Almost every cell in our body contains this railway network, a system of tiny tracks called microtubules that link important destinations inside the cell.
“Imagine if the tracks of a real railway were able to ask themselves, ‘am I useful?'”
Researchers found that this system of microtubule rails inside cells can adjust its own stability depending on whether it’s being used or not.
“The microtubule tracks of the cellular railway are almost unimaginably small—just 25 nanometers across (a nanometer being a millionth of a millimeter),” says Robert Cross, director of the center for mechanochemical cell biology at the University of Warwick Medical School, whose team has been looking at how the microtubule “railway tracks” inside cells are built.
“The railway is just as crucial to a well-run cell as a full-size railway is to a well-run country.
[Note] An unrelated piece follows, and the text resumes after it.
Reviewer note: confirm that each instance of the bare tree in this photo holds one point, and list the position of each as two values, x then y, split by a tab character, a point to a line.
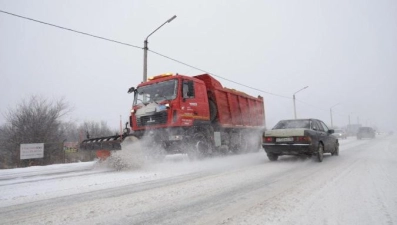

For cells and for countries the problem is very much the same—how to run a better railway?”
“Imagine if the tracks of a real railway were able to ask themselves, ‘am I useful?’ To find out, they would check how often a railway engine passed along them.
“It turns out that the microtubule railway tracks inside cells can do exactly that—they check whether or not they are in contact with tiny railway engines (called kinesins). If they are, then they remain stably in place. If they are not, they disassemble themselves.
“We think this allows the sections of microtubule rail to be recycled to build new and more useful rails elsewhere in the cell.”
As reported in Nature Nanotechnology, the researchers found that when the kinesin railway engines contact their microtubule rails, they subtly change their structure, producing a very slight lengthening that stabilizes the rail.
Using the Warwick Open Source Microscope, researchers detected a 1.6 percent increase in the length of microtubules attached to kinesins, with a 200 times increase in their lifetime.
By revealing how microtubules are stabilized and destabilized, the team hope to throw new light on the workings of a number of human diseases linked to abnormalities in microtubule function (Alzheimer’s, for example) .
Researchers say they are also hopeful that their work may ultimately lead to improved cancer therapy because the railway is so vital (for cell division, for example), as its microtubule tracks are a key target for cancer drugs such as Taxol. Exactly how Taxol stabilizes microtubules in cells remains poorly understood.
“Our new work shows that the kinesin railway engines stabilize microtubules in a Taxol-like way. We need to understand as much as we can about how microtubules can be stabilized and destabilized, to pave and illuminate the road to improved therapies,” Cross adds.
Funding for the research came from the Biotechnology and Biological Sciences Research Council via the Systems Biology Doctoral Training Centre at University of Warwick and the Wellcome Trust.